Can vacations make you happy? According to a “Road to Happiness Study,” by Monograms travel company and Shawn Anchor, PBS personality and leading author of books on happiness and human behavior, four primary ingredients must be in place if you are to have a happy travel experience.

Minimizine stress.  When asked about their best trips, only 4 percent of those polled reported feeling stressed.  Conversely, on their worst trips, stress played a big role for more than 60 percent of people. Specifically, the biggest vacation stressors were:

  • Wasting time figuring things out (28%)
  • Being unfamiliar with the destination (25%)
  • Managing transportation (21%)

Planning ahead.  If you want a happy vacation, check spontaneity at the door.  According to Shawn Achor, author of The Happiness Advantage, “This new research reveals that the best – and happiest – vacations were those in which the planning was done more than one month in advance.  Planning ahead reduces stress and increases the opportunity to anticipate the getaway.  And anticipation offers a great happiness advantage.”

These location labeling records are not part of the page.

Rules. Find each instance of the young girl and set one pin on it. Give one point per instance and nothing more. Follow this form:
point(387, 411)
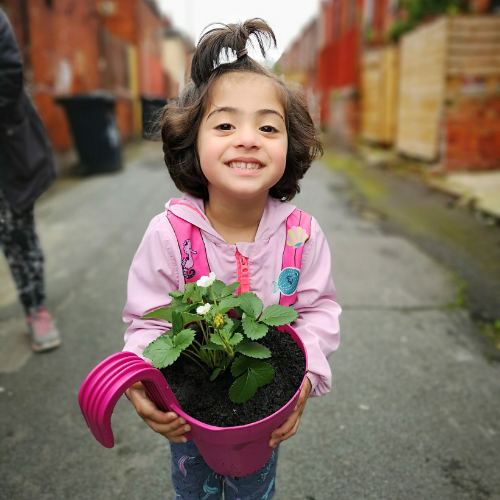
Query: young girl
point(236, 142)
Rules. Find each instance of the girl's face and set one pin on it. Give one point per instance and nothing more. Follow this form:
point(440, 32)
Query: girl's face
point(242, 140)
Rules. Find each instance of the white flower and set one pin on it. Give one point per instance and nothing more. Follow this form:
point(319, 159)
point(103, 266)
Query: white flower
point(206, 281)
point(201, 310)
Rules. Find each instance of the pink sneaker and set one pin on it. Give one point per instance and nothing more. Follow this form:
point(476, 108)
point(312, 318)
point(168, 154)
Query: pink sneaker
point(44, 334)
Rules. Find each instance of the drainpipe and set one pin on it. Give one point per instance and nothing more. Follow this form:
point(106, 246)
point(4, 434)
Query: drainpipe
point(25, 22)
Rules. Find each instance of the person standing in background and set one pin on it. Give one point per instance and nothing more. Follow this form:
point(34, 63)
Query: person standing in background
point(27, 169)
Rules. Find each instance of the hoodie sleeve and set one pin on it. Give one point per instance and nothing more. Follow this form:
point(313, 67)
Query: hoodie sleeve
point(316, 305)
point(153, 274)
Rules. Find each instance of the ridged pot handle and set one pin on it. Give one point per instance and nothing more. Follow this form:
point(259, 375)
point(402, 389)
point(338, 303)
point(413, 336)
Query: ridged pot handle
point(117, 381)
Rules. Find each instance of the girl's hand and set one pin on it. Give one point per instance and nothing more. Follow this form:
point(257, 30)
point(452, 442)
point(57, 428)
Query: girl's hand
point(289, 428)
point(167, 424)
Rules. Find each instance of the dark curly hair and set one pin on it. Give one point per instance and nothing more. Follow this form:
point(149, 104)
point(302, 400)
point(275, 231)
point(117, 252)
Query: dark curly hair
point(181, 117)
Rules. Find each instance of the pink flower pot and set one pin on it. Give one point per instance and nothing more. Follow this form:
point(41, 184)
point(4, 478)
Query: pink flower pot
point(229, 451)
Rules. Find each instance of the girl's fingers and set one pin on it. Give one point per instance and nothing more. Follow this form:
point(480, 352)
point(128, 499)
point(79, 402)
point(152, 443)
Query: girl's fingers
point(286, 431)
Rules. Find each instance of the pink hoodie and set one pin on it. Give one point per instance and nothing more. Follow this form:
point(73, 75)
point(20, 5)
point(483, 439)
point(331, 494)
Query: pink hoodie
point(156, 270)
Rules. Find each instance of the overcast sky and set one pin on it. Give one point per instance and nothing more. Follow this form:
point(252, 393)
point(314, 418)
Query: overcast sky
point(286, 17)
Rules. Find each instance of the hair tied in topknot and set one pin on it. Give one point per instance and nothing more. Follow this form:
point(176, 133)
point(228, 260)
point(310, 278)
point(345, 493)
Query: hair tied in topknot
point(241, 53)
point(218, 44)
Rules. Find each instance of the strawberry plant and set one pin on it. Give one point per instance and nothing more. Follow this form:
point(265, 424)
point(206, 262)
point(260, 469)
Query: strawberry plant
point(219, 331)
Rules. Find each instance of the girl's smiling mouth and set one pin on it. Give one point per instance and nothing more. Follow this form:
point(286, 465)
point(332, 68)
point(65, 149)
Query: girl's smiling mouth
point(239, 165)
point(243, 163)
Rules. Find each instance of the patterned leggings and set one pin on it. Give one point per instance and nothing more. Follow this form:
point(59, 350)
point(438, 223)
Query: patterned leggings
point(23, 253)
point(194, 480)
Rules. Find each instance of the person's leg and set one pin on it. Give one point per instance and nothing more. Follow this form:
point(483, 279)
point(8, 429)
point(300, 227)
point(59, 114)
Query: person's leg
point(257, 486)
point(24, 254)
point(25, 258)
point(192, 478)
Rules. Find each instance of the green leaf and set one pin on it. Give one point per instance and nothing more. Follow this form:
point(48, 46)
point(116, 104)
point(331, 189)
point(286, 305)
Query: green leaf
point(228, 327)
point(214, 374)
point(241, 364)
point(253, 329)
point(236, 339)
point(177, 322)
point(192, 292)
point(212, 347)
point(276, 315)
point(217, 287)
point(161, 352)
point(227, 303)
point(164, 313)
point(263, 372)
point(216, 339)
point(229, 289)
point(183, 339)
point(251, 304)
point(176, 303)
point(243, 388)
point(190, 318)
point(254, 350)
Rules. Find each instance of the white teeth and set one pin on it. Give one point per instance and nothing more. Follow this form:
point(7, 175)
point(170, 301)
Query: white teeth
point(244, 166)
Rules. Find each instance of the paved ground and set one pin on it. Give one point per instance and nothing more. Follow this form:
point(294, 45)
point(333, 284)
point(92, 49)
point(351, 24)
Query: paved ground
point(413, 414)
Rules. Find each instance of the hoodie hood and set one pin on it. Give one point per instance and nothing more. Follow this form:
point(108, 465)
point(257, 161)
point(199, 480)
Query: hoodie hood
point(192, 210)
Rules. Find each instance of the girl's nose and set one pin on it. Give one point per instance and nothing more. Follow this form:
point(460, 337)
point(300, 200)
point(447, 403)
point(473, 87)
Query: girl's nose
point(248, 138)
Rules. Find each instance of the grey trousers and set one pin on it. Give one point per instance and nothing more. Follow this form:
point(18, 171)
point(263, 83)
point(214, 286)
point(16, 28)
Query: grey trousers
point(24, 254)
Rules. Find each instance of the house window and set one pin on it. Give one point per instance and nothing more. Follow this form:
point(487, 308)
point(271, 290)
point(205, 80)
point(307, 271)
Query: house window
point(351, 13)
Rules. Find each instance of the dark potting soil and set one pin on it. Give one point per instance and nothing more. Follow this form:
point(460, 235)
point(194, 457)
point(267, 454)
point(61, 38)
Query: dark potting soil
point(209, 402)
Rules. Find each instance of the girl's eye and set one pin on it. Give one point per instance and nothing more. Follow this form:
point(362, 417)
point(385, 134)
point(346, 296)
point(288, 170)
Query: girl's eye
point(224, 127)
point(268, 129)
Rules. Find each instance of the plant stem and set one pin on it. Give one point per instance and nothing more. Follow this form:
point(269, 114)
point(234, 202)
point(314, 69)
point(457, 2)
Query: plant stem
point(186, 353)
point(215, 302)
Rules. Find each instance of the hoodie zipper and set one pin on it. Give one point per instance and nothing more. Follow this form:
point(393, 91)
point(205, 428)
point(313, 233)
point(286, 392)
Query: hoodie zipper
point(243, 273)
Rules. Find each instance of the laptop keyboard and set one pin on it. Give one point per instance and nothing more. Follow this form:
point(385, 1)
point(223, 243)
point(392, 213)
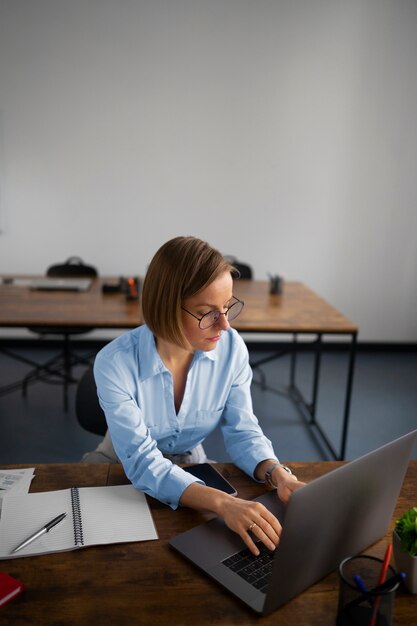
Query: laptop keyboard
point(254, 569)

Making a local connection. On their best trips, 78 percent of happy travelers knew a knowledgeable friend at the destination or met with a local guide.  “When you meet-up with a local guide or someone you know, you are better able to connect with the destination.  And creating a connection with people and places, cultures and histories, allows us to open our minds and increase our chances of experiencing happiness,” said Achor.

Going far away. The Monograms’ Road to Happiness Study with Shawn Achor also revealed that 85 percent of travelers admitted their best trips over the past five years were in locations outside their home country.  This research mirrors a recent Twitter study that showed that the happiness levels of tweets increased with (geo-tagged) distance from home.
“Travel requires getting up off the couch, but it’s worth it and you can do it on a budget,” says Anchor. “Staycations just don’t bring the same happiness and meaning that travel does.  Some 94% of travelers found vacationing far from home to be meaningful  – and offering more happiness –than those who stayed home.”

According to the Road to Happiness results, when travelers vacation the right way, adopting the above ingredients, 93 percent of them reported having more energy after returning from their trip — something Achor refers to as a “post-vacation glow.”  Conversely, 71 percent of those who reported having stressful trip also reported returning to work with less energy.

“Traveling the world can be an amazing – and even better – a happy experience!  It should be.  You just have to know how to do it right,” said Achor. “We knew traveling the world can ‘cross train’ your brain to help you see more possibilities in life. But, based on this new research, we have found that travel can also make people happier, healthier and more productive. Not all travel creates happiness, though. There is a specific formula needed to make the most of a vacation, allowing us to increase our happiness and overall energy.  And having a boost in energy after vacation is a desired result.”